An additional limitation was that we had very little information on other potentially causal factors in cervical cancer and so cannot fully test the possibility of confounding. We do not know how many of these women had HPV infection (although presumably many did) and do not know their parity, oral contraceptive use, or smoking habit. There seems little reason to suppose HPV infection would differ with arsenic concentration or that factors associated with the natural history of cervical cancer post HPV infection, such as smoking and oral contraceptive use, would differ systematically with arsenic concentration and so importantly mask a true effect. Nevertheless, given these limitations, it is possible that the data available are too insensitive to detect a relation between cervical cancer and arsenic exposure and that our conclusion of no overall effect is wrong. However, we have no evidence on which to reject the null hypothesis.

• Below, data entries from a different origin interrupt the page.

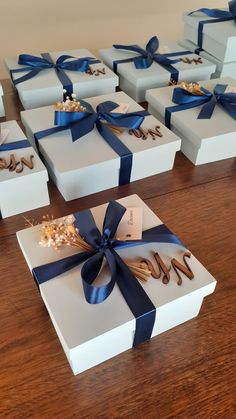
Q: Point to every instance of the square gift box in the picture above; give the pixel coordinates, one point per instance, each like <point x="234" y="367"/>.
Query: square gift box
<point x="89" y="164"/>
<point x="23" y="191"/>
<point x="222" y="69"/>
<point x="203" y="140"/>
<point x="135" y="82"/>
<point x="93" y="333"/>
<point x="45" y="87"/>
<point x="2" y="110"/>
<point x="218" y="38"/>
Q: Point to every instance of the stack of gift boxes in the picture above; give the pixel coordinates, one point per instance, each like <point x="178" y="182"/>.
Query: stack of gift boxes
<point x="92" y="138"/>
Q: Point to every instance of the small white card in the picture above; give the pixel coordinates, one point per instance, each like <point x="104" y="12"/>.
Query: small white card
<point x="230" y="89"/>
<point x="130" y="227"/>
<point x="3" y="135"/>
<point x="122" y="108"/>
<point x="164" y="49"/>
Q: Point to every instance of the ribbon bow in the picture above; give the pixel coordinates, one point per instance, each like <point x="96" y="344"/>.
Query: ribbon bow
<point x="218" y="15"/>
<point x="81" y="123"/>
<point x="104" y="246"/>
<point x="37" y="64"/>
<point x="188" y="100"/>
<point x="148" y="55"/>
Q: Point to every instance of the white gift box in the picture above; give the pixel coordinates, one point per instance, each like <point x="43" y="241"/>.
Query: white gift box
<point x="2" y="110"/>
<point x="203" y="140"/>
<point x="93" y="333"/>
<point x="89" y="164"/>
<point x="45" y="88"/>
<point x="222" y="69"/>
<point x="23" y="191"/>
<point x="135" y="82"/>
<point x="219" y="39"/>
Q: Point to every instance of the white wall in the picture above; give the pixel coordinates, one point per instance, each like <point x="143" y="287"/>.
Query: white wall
<point x="33" y="26"/>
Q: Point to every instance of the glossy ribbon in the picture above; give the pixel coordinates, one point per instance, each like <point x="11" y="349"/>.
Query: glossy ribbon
<point x="217" y="15"/>
<point x="81" y="123"/>
<point x="15" y="145"/>
<point x="104" y="246"/>
<point x="187" y="100"/>
<point x="35" y="65"/>
<point x="149" y="55"/>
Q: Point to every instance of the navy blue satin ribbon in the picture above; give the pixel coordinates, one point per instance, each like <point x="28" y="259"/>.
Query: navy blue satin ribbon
<point x="198" y="51"/>
<point x="149" y="55"/>
<point x="81" y="123"/>
<point x="15" y="145"/>
<point x="217" y="15"/>
<point x="36" y="64"/>
<point x="104" y="246"/>
<point x="187" y="100"/>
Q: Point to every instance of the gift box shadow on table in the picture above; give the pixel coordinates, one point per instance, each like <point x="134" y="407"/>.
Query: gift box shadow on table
<point x="93" y="333"/>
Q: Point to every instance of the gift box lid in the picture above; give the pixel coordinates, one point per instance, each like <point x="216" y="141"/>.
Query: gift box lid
<point x="77" y="321"/>
<point x="223" y="33"/>
<point x="91" y="150"/>
<point x="191" y="46"/>
<point x="48" y="80"/>
<point x="149" y="75"/>
<point x="15" y="133"/>
<point x="186" y="122"/>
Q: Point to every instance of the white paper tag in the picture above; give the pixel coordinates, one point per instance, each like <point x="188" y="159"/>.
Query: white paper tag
<point x="230" y="89"/>
<point x="130" y="227"/>
<point x="164" y="49"/>
<point x="3" y="135"/>
<point x="122" y="108"/>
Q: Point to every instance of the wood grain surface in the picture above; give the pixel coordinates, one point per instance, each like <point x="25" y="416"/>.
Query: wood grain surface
<point x="187" y="372"/>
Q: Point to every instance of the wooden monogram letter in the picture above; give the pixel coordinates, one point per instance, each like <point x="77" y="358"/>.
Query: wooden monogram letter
<point x="185" y="269"/>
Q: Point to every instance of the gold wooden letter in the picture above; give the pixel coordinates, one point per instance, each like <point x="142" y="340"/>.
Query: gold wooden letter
<point x="162" y="268"/>
<point x="185" y="269"/>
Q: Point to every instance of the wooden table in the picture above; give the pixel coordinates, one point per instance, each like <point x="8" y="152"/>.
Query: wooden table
<point x="187" y="372"/>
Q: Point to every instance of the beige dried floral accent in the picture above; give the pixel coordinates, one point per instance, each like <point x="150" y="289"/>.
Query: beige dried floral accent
<point x="193" y="88"/>
<point x="70" y="105"/>
<point x="57" y="234"/>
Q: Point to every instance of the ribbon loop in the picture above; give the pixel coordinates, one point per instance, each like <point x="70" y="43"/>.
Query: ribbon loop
<point x="187" y="100"/>
<point x="35" y="65"/>
<point x="133" y="293"/>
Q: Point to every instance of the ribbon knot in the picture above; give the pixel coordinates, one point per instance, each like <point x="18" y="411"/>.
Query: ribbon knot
<point x="188" y="100"/>
<point x="104" y="246"/>
<point x="150" y="54"/>
<point x="81" y="123"/>
<point x="35" y="65"/>
<point x="105" y="241"/>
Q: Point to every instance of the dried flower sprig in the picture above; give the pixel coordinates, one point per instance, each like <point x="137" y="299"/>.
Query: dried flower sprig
<point x="59" y="233"/>
<point x="193" y="88"/>
<point x="62" y="232"/>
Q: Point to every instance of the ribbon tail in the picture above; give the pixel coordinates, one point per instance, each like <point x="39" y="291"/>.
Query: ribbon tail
<point x="15" y="145"/>
<point x="138" y="301"/>
<point x="62" y="76"/>
<point x="26" y="77"/>
<point x="120" y="148"/>
<point x="207" y="109"/>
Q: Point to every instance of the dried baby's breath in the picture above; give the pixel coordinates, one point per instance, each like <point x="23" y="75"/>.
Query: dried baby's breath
<point x="62" y="232"/>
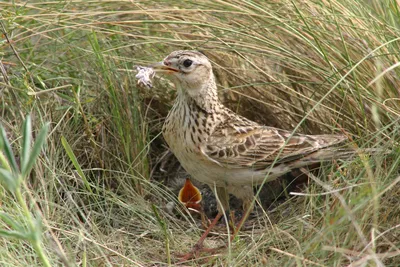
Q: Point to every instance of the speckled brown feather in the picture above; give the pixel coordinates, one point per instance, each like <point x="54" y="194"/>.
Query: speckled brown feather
<point x="223" y="149"/>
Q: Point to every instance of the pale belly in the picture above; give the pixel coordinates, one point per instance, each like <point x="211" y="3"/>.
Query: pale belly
<point x="213" y="174"/>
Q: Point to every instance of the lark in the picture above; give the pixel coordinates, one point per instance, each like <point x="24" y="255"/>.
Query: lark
<point x="222" y="149"/>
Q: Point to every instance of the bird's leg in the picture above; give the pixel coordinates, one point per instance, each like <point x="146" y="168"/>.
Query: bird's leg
<point x="222" y="195"/>
<point x="247" y="208"/>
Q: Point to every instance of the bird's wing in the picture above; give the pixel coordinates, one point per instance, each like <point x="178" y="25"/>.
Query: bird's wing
<point x="259" y="146"/>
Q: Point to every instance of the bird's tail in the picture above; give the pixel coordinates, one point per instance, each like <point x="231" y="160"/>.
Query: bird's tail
<point x="332" y="153"/>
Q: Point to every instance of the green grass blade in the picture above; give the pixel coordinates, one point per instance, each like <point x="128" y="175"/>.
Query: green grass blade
<point x="36" y="149"/>
<point x="26" y="142"/>
<point x="8" y="151"/>
<point x="9" y="180"/>
<point x="74" y="161"/>
<point x="11" y="222"/>
<point x="14" y="234"/>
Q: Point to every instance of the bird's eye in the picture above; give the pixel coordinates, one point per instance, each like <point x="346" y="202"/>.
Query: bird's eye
<point x="187" y="63"/>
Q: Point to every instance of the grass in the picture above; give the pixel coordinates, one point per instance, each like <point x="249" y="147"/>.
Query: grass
<point x="97" y="188"/>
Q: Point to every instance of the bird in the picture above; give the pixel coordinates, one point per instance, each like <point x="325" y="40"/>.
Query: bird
<point x="226" y="151"/>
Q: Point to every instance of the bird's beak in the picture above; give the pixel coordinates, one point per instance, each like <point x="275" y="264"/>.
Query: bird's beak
<point x="190" y="196"/>
<point x="161" y="67"/>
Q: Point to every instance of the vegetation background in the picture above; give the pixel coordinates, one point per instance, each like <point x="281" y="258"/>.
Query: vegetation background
<point x="96" y="195"/>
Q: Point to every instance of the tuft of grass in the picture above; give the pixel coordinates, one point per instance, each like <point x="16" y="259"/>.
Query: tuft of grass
<point x="314" y="66"/>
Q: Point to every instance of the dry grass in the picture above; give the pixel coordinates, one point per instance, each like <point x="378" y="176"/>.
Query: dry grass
<point x="313" y="66"/>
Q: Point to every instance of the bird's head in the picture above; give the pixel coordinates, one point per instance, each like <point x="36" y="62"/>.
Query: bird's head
<point x="191" y="70"/>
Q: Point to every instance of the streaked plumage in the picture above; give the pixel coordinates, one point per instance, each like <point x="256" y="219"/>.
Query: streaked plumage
<point x="223" y="149"/>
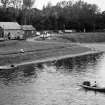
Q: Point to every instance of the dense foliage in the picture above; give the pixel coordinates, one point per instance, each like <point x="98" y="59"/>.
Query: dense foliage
<point x="65" y="15"/>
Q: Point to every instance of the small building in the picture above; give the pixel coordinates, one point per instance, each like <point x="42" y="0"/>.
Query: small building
<point x="10" y="30"/>
<point x="28" y="31"/>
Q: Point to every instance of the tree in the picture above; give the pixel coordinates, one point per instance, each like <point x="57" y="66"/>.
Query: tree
<point x="5" y="3"/>
<point x="28" y="3"/>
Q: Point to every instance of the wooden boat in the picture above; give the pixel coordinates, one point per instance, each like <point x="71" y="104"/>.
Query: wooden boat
<point x="9" y="67"/>
<point x="93" y="88"/>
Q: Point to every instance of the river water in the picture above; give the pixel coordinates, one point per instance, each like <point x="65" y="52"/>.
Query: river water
<point x="54" y="83"/>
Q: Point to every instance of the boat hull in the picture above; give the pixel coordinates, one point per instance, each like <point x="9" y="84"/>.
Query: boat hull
<point x="98" y="89"/>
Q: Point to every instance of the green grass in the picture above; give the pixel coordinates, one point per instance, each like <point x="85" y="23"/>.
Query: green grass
<point x="84" y="37"/>
<point x="10" y="51"/>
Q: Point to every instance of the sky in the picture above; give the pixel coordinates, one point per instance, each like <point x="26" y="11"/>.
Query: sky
<point x="40" y="3"/>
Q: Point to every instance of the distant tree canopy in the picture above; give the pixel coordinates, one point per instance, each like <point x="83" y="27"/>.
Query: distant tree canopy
<point x="65" y="15"/>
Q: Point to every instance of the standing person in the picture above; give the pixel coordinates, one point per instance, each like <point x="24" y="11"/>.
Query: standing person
<point x="9" y="36"/>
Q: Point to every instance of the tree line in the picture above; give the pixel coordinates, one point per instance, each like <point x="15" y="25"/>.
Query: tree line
<point x="78" y="15"/>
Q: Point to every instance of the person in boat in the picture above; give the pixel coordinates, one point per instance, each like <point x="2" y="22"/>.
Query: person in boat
<point x="95" y="84"/>
<point x="87" y="83"/>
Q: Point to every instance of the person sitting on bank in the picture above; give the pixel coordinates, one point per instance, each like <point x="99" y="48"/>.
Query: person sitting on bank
<point x="95" y="84"/>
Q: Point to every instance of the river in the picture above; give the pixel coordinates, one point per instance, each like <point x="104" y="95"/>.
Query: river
<point x="54" y="83"/>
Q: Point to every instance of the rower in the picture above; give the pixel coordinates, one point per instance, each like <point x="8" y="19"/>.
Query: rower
<point x="95" y="84"/>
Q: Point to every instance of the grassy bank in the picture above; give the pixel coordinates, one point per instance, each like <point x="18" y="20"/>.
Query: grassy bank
<point x="10" y="51"/>
<point x="83" y="37"/>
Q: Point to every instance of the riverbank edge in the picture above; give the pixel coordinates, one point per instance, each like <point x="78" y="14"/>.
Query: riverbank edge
<point x="53" y="59"/>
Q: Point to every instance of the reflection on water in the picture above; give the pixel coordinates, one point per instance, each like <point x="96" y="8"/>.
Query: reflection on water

We next need to consider whether the strong positive relation between arsenic concentration and a poorly differentiated lesion in those with squamous cell carcinoma might result from bias or confounding. For this analysis, the referent group used was an internal one: those with well differentiated lesions. If the higher grade is a reflection of longer standing disease, it might be, for example, that those from high arsenic areas were for some reason more likely to delay presentation, although the absence of a difference in age would not support that explanation. Rather than reflecting delay, it may be that the arsenic related cancer was poorly differentiated from the outset: we do not know the stage of disease at diagnosis. The strength of the result may be weakened by being present only in the CH series, but the number with poorly differentiated lesions in the CMS series was small (24), and there was perhaps too little power in that series to overcome chance variation. Importantly, this difference is unlikely to be due to reader error: the reading and interpretation of all specimens was carried out blind to arsenic exposure under the guidance of the same pathologist for both series. Although the name of the thana in which the patient lived would not have been hidden, the pathologist (MGM) would at that time have had no knowledge of the arsenic estimated for each thana.
There is some consensus that, in appropriately treated invasive squamous cell cervical cancer, histological grade is of little prognostic significance [
19,
20]. In a country such as Bangladesh, where diagnosis and treatment of cancer are not widely available, the natural history of poorly differentiated lesions may differ from well differentiated ones to a degree not seen in well treated cases. The results of this study, with no increase in incidence of cervical cancer with estimated arsenic concentration, but with a marked trend to a higher grade (poorly differentiated) at higher arsenic concentrations, cannot offer insight into mechanisms, but only demonstrate that arsenic does affect the disease process. The effect of arsenic may prove to be to promote or act as a co-carcinogen in cancers initiated, as elsewhere, by high risk HPV.
The results reported here, together perhaps with that of Kumar et al. [
6], suggest that high concentrations of arsenic are biologically active in the development of squamous cell cancer of the cervix, and as such would warrant systematic investigation. Given the limited data on both HPV infection and on the proportion of cervical cancer cases with such infection in Bangladesh, a large-scale trial to assess the efficacy of screening in areas with both high and low arsenic concentration in well water, with urinary arsenic measurement and HPV characterization in cases and referents, would contribute greatly to knowledge of cervical cancer causality and management in Bangladesh and of the role of arsenic in its evolution.